El médico se explicó, apelando al sentido común.
–Digo que Raúl no tiene tiempo para tomarse tiempo haciendo los cambios pasito a pasito, no en las condiciones de quiebra en que se halla el país, lo que él vaya a hacer tiene que hacerlo rapidito, ha abierto las murallas y eso es muy delicado, ya no tiene la excusa del enemigo exterior que le permitía mantener en su lugar a los inconformes de acá adentro y que ahora se envalentonarán. Sin detenerse a pensar si hiere a uno o a un millón, tiene que hacerlo como Fidel cuando de repente en un entierro dijo que donde dije digo era diego, y nos volvió socialistas en el acto. Por cierto, un día 16 también. Así, como se quita un esparadrapo. Ése es el tiempo que él no tiene.
El Histórico, no veía la objeción. Habló para todos.

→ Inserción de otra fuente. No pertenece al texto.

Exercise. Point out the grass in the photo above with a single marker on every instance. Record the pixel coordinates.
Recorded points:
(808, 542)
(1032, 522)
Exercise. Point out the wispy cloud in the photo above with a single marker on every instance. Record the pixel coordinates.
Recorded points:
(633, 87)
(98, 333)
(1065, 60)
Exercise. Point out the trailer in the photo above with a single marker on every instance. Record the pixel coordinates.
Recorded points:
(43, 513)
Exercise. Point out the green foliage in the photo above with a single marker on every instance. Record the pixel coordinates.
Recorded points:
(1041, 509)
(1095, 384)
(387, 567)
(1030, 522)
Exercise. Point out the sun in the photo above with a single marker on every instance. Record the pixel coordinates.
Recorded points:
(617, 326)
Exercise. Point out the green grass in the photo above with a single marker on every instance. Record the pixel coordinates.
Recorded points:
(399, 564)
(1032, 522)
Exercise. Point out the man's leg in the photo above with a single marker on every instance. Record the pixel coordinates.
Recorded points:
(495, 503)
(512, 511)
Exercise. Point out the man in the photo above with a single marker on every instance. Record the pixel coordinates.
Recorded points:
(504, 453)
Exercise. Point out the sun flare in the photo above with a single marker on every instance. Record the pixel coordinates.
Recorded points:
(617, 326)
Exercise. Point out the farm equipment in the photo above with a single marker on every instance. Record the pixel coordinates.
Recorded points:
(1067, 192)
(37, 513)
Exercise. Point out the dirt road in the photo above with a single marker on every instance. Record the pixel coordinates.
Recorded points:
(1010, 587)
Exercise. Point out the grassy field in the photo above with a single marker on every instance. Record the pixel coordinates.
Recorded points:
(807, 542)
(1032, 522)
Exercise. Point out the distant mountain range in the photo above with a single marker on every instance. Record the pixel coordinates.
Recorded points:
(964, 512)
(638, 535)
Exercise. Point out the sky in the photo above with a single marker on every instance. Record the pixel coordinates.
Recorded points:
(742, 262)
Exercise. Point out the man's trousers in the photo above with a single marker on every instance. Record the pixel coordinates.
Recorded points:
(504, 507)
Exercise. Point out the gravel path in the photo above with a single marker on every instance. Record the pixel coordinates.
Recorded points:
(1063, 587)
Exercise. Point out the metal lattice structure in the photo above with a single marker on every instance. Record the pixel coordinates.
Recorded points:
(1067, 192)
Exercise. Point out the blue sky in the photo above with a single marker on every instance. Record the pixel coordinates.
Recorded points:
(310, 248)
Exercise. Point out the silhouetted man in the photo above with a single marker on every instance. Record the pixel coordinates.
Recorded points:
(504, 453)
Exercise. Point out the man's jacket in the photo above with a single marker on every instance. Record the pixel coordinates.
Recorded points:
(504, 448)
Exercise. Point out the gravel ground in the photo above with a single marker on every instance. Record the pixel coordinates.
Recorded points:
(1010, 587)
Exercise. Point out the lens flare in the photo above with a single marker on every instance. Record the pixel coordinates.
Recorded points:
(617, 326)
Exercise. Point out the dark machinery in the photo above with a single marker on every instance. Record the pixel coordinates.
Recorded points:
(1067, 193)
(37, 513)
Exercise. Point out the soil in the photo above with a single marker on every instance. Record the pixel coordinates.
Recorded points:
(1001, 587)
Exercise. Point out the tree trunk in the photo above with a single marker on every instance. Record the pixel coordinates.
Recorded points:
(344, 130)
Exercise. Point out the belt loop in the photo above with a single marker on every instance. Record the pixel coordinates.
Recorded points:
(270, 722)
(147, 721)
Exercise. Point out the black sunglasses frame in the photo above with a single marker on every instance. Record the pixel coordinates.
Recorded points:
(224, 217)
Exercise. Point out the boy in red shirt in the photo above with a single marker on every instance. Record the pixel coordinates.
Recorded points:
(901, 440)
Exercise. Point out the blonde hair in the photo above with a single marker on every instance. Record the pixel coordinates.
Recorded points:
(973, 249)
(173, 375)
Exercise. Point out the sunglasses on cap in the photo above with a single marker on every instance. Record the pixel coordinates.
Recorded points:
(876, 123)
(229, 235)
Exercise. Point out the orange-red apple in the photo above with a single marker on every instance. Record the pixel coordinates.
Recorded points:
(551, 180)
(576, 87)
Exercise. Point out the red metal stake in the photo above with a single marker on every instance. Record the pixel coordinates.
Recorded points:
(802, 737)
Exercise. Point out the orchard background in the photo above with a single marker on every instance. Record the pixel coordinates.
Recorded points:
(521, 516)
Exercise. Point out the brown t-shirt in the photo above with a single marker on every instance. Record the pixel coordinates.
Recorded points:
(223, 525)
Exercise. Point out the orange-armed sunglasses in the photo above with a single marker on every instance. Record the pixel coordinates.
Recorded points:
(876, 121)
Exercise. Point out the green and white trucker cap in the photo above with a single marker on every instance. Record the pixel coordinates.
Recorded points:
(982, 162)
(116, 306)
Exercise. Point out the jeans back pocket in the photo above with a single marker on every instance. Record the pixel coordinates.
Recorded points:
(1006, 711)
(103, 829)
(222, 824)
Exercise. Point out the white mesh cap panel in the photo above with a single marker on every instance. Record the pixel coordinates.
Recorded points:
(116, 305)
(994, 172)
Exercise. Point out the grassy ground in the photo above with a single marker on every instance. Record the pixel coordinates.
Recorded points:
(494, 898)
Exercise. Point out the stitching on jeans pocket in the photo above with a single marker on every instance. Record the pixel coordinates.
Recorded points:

–Para todo hay métodos, Y en el que les digo Raúl se evitaría dar la cara y quedar como el que le enmendó la plana a Fidel. Partimos de que se trata de Cuba, no de la vana gloria de nadie. ¿Se acuerdan de las relaciones últimas del Padrino con su hijo Mike Corleone? Imagínense a Díaz Canel haciendo que habla, y detrás a Raúl, que ha renunciado alegando que estaba muy muy enfermo pero que en realidad está mejor que ustedes y que yo, hablando por el compañero Díaz Canel. Estamos, como decía mi compadre y vecino –y señala para el hombre de los espejuelos oscuros—justo en el momento en que los chinos, luego de treinta años perdidos haciendo acero en el patio de la casa ahí en un caldero con fuego de leña así como si estuvieran friendo chicharrones, entran en la historia. Hablen con los chinos de esos años perdidos, De igual manera, quienes hoy aquí se sintieran engañados, aplaudirán después.
No era un debate terminado. Todavía por poco hay sangre. Alguien decía que a lo mejor venía un método chino sin participación del capital cubano, recordaba la filosofía económica del bonsái expuesta por Murillo, y el dentista por su parte seguía repitiendo como un obseso que sin la supresión del Bloqueo los acuerdos de Obama y Raúl eran un disparate, mucho más cuando Raúl no hacía tanto había proclamado que podíamos resistir el Bloqueo cincuenta y cinco años más, y entonces el médico, tal vez harto de las lamentaciones de aquel hombre, alzando la voz y encarándolo, dijo que el plural del “podíamos” ése de Raúl era exagerado, que Raúl no había conocido ni un segundo del Bloqueo, que Raúl durante cincuenta y cinco años se había levantado con aire acondicionado, había entrado entraba en su automóvil con aire acondicionado, se había metido en su despacho con aire acondicionado, se había acostado con aire acondicionado, y que solo había sudado la camisa cuando salía a revisar alguna unidad militar y de paso coger sol para sintetizar sus vitaminas, o cuando salió a cazar. Ahí fue cuando se formó. El militar le exigió retractarse de sus palabras, audaz el médico se negó, y mientras aquel par de viejos eran reducidos por el grupo, oí a una señora que había permanecido limpiando su dentadura superior con una lima de uñas diciéndole a un viejo que acaba de llegar, a tiempo que, enérgica, y dispuesta a intervenir, se encajaba su dentadura:
–Si por algo yo quisiera que en estos cambios que vienen se haga lo que todavía los chinos no han hecho, es para que aquí la gente pueda decir lo que piensa sin que pasen estas cosas.